CSAR-web outputs its scaffolding results in four tab pages: (1) input data & parameters, (2) dotplot validation, (3) scaffolds of target, and (4) scaffolds of reference. In the "Input data & parameters" page (see Figure 2 for an example), CSAR-web shows the information of input target and reference genomes, the user-specified method (either NUCmer or PROmer) for identifying their conserved genomic markers, and a dotplot for the visual inspection of identified genomic markers before scaffolding. In the dotplot, the target and reference genomes are plotted on the y and x axes, respectively, and their contigs and scaffolds are separated by horizontal or vertical dashed lines. In addition, forward and reverse matched sequence regions are displayed in red and blue lines, respectively, and the beginning and end of each line are represented by two unfilled points. Note that the users have an option to sort the input contigs of the target genome according to their sizes by using a toggle switch. The users can also zoom in or out on a particular region of the dotplot by clicking the ``Zoom in'' or ``Zoom out'' button, respectively (or simply by scrolling the mouse wheel over the dotplot). Furthermore, the users can show or hide the numbers of contigs, which are generated randomly in a format that begins with three-letter prefix (CTG) followed by an underscore (_) and at least three digits (e.g., CTG_001), by using a toggle switch.


Figure 2: A display of the "Input data & parameters" tab page.

In the "Dotplot validation" page, CSAR-web displays its total running time, as well as its scaffolding result by a dotplot between the scaffolds of target and reference genomes (see Figure 3 for an example). The scaffolds of the target genome generated by CSAR-web are numbered randomly and the format of their scaffolding numbers begins with three-letter prefix (SCF) followed by an underscore (_) and at least three digits (e.g., SCF_001). In principle, if the contigs of the target genome are perfectly scaffolded according to the reference genome, then the matched regions in the dotplot would go from the bottom left to the top right (as shown in Figure 3) or go from the top left to the bottom right. The dotplot display of the scaffolding result is convenient for the user to visually validate whether the contigs of the target genome are properly scaffolded according to the reference genome. The dotplot is zoomable and the numbers of its contigs and scaffolds can be shown or hidden by using a toggle switch. In addition, the user can download a copy of the dotplot in scalar vector graphics (SVG) format, which can be opened in many Web browsers (e.g., Mozilla Firefox, Google Chrome, Apple Safari, Microsoft Internet Explorer and Microsoft Edge) and used to create a publication-quality figure, by clicking the "Download dotplot" button.


Figure 3: A display of the "Dotplot validation" tab page.

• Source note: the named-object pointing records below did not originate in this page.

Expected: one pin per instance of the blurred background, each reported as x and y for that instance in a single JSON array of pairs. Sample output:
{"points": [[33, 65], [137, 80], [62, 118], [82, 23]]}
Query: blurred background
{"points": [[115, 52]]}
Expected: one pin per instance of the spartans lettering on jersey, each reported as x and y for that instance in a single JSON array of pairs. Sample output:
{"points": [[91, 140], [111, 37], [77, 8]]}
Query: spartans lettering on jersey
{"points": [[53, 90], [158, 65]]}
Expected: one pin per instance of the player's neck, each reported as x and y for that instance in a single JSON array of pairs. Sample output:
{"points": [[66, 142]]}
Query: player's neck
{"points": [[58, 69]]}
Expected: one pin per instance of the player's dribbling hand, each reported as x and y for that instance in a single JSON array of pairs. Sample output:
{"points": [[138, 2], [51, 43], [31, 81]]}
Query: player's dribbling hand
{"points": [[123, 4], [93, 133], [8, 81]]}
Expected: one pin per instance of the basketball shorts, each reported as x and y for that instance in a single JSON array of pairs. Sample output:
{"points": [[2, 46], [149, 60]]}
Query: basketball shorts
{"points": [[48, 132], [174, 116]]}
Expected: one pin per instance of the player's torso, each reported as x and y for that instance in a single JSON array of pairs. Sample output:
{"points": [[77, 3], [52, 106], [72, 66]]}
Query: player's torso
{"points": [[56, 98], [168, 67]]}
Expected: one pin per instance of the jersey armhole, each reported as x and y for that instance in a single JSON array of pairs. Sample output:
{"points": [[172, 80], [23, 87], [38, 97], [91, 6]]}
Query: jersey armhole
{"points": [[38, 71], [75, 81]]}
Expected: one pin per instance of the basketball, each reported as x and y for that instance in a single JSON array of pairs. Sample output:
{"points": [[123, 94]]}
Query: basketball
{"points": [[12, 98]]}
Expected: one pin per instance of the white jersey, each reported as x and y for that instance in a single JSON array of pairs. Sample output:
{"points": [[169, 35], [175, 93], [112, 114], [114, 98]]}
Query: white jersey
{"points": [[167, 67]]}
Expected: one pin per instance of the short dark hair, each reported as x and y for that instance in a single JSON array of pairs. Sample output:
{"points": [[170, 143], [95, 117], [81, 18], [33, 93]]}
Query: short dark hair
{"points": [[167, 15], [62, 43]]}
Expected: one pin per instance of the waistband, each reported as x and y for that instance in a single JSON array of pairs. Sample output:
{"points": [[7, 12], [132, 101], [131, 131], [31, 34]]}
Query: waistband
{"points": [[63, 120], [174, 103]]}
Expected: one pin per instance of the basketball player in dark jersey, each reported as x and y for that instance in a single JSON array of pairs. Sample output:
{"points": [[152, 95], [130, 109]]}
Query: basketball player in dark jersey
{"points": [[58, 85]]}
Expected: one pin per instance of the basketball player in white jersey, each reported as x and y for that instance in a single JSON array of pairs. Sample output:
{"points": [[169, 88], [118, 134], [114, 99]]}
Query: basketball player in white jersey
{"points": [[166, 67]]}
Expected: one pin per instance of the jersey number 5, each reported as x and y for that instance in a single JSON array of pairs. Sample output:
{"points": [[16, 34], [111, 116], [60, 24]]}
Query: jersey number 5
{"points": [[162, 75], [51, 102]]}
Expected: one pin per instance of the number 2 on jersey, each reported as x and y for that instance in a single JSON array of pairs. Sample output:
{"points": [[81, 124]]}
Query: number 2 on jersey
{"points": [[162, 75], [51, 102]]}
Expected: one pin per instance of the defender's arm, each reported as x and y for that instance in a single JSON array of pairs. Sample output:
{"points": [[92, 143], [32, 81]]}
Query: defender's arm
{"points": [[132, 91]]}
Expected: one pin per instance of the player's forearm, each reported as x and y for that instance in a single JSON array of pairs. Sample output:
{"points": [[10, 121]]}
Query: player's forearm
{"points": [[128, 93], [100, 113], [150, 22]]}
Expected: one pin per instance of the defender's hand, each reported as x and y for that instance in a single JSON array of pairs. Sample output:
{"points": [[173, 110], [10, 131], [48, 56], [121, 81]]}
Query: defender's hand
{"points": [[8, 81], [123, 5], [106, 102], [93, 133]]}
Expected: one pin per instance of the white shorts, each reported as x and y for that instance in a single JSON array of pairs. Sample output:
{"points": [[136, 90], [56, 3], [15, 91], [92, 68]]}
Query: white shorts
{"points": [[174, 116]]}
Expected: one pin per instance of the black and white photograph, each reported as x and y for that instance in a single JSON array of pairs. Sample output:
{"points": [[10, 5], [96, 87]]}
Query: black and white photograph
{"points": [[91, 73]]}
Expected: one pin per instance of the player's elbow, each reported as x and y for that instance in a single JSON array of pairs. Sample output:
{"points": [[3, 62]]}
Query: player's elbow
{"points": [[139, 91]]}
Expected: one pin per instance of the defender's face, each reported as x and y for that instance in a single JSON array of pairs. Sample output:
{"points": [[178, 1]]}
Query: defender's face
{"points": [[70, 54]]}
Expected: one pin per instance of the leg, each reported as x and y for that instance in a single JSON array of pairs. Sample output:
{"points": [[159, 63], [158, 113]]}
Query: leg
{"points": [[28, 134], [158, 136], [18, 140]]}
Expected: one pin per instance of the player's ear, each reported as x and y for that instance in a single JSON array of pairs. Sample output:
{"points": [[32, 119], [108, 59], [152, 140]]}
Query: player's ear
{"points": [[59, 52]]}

In the "Scaffolds of target" page, CSAR-web displays its scaffolding result in tabular format (see Figure 4 for an example) for the purpose of allowing the user to view the generated scaffolds in detail. The scaffolds in the table are sorted according to their sizes, which equals to the sum of contig sizes. The contigs of each generated scaffold, along with their orientation (0 standing for forward and 1 for reverse), sequence and length, are listed in a table according to their order in the scaffold. For downstream analyses, the users can download the scaffolds of target genome either in a tab-delimited text format or a comma-delimited CSV format by clicking the "Download scaffolds (.txt)" or "Download scaffolds (.csv)" button, respectively. In addition, the users can download the scaffold sequences in the text format by clicking the Download sequences button, where contig sequences in the same scaffold are separated by 100 Ns.

In the "Scaffolds of reference" page, CSAR-web displays the scaffold table for the reference genome. Note that when the input reference genome is a draft genome, its contigs are scaffolded by CSAR-web using the input target genome as reference.


Figure 4: A partial display of the "Scaffolds of target" tab page.